3). In summary, results show that the primary infection by Pneumocystis may play a role in up-regulating airway mucus-related responses in non-immunosuppressed infants through induction of an hCLCA1-related

pathway. These type of responses may affect lung function, as shown in rodents, therefore suggesting that up-regulated airway epithelium innate responses may be clinically Z-VAD-FMK clinical trial relevant to infants and the general population in different clinical scenarios where Pneumocystis is common. Further research to elucidate hCLCA1-related pathways associated with Pneumocystis infection in humans, and to assess the potential impact of Pneumocystis asymptomatic infection in respiratory disease of the immunocompetent host, is warranted.
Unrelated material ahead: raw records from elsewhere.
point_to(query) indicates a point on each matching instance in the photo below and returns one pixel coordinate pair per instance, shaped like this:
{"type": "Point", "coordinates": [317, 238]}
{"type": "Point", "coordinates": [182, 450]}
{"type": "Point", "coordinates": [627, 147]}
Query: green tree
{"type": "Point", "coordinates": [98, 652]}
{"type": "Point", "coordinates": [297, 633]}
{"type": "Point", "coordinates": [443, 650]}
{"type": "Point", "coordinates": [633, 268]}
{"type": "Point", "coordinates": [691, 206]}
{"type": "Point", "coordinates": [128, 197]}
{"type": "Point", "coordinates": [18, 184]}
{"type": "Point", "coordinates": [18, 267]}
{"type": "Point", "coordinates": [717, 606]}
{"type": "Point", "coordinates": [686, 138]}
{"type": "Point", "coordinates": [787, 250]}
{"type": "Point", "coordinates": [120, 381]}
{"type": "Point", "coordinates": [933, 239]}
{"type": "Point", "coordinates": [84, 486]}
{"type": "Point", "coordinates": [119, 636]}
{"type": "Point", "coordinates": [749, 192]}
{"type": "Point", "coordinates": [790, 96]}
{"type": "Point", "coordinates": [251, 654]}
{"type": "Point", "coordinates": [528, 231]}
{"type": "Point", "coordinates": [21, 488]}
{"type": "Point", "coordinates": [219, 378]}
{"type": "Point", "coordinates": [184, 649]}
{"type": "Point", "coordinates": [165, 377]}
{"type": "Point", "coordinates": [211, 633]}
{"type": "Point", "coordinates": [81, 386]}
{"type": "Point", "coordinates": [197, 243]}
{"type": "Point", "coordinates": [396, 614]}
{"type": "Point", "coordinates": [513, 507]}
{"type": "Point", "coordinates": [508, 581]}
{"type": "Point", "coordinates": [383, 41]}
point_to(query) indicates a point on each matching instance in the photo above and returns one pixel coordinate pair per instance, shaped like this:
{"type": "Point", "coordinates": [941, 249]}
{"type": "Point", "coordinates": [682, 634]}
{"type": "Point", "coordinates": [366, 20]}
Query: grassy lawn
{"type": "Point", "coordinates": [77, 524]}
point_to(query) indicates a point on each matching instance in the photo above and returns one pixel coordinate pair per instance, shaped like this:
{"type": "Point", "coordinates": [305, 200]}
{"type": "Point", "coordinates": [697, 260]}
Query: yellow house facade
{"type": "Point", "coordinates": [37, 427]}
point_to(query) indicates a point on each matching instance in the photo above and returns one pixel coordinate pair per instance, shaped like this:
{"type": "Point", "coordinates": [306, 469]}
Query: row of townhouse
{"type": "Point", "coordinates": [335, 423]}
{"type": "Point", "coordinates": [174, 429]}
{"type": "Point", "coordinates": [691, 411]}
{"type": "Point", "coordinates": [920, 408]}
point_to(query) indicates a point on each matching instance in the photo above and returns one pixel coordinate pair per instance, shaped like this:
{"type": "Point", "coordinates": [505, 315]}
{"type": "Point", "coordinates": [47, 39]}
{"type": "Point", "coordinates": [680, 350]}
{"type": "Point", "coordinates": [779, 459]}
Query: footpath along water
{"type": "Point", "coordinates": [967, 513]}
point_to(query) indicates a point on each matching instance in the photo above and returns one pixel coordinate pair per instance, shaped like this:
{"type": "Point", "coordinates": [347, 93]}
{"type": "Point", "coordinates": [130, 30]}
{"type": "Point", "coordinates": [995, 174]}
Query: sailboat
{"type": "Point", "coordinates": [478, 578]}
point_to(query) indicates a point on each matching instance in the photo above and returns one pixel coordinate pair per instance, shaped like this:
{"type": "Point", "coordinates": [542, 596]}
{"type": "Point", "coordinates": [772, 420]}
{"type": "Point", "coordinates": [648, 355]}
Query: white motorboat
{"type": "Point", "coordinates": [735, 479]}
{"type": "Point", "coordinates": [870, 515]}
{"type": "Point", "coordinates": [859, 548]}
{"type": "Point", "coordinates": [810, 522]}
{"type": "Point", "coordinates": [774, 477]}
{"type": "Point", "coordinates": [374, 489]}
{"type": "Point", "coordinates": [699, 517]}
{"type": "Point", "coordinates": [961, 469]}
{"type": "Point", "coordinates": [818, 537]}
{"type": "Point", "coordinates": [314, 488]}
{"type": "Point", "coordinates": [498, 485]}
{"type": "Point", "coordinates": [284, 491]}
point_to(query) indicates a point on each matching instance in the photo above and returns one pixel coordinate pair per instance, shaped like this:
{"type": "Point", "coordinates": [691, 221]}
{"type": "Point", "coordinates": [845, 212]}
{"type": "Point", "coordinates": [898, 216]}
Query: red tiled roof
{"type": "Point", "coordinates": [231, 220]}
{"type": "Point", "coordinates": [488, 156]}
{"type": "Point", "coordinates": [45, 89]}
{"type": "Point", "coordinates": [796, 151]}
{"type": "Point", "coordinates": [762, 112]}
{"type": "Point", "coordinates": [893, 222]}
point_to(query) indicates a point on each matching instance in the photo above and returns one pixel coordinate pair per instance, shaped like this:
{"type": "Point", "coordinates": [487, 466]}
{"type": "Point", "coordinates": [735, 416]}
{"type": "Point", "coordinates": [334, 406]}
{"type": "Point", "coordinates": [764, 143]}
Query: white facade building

Funding: This work was supported by Fondo Nacional de Desarrollo Científico y Tecnológico (FONDECYT) Chile (Grant 1100225 (SLV), Postdoctoral Fellow Grant 3140391 (DAR)) and by the Chilean Doctoral Scholarship Fund (FJP and PAI). Conflict of interest: The authors state that they do not have commercial or other association that might pose a conflict

of interest. FJP, CAP, and DAR share first authorship. Meetings: Presented in part at the XIII International Congress on Pediatric Pulmonology (CIPP XIII), June 26–29, 2014, Bruges, Belgium. Abstract number: 144. “
“Extracellular ATP exerts OSI-906 price a variety of biological actions by activating purinergic P2 receptors. Two types of P2 receptors, ligand-gated P2X ion channels and G protein-coupled P2Y receptors, have been identified [1] and [2]. The P2X7 receptor (P2X7R) is a member of the P2X subfamily, and its activation by ATP opens cation channels that are permeable to several cations such as K+, Na+, and Ca2+. Although ATP is considered to be a selective endogenous ligand of P2X7R, P2X7R has low affinity for ATP, and thus, high concentrations of ATP (in the mM range) are necessary to induce P2X7R-dependent cellular responses in vitro [3]. Since P2X7R is abundantly expressed in monocyte/macrophage-lineage

cells, its functions are implicated in the regulation of PRKD3 the innate immune system [4]. In particular, P2X7R plays a key role in the activation of the inflammasome and the subsequent production and release of the bioactive form of interleukin-1β (IL-1β), a potent inflammatory cytokine [5]. Functional expression of P2X7R has been detected in monocytes/macrophages obtained from various animal species including humans [6], rodents [3], dogs [7], and bovines [8], but so far it has not been detected in swine (Sus scrofa). A previous study showed the functional expression of P2X7R in swine ovarian theca cells [9]. In this study, to understand the role of P2X7R in the innate immune defense of swine, we aim to study the expression and function of P2X7R in swine macrophages, which were obtained from mixed primary cultures of swine kidney or liver tissues [10].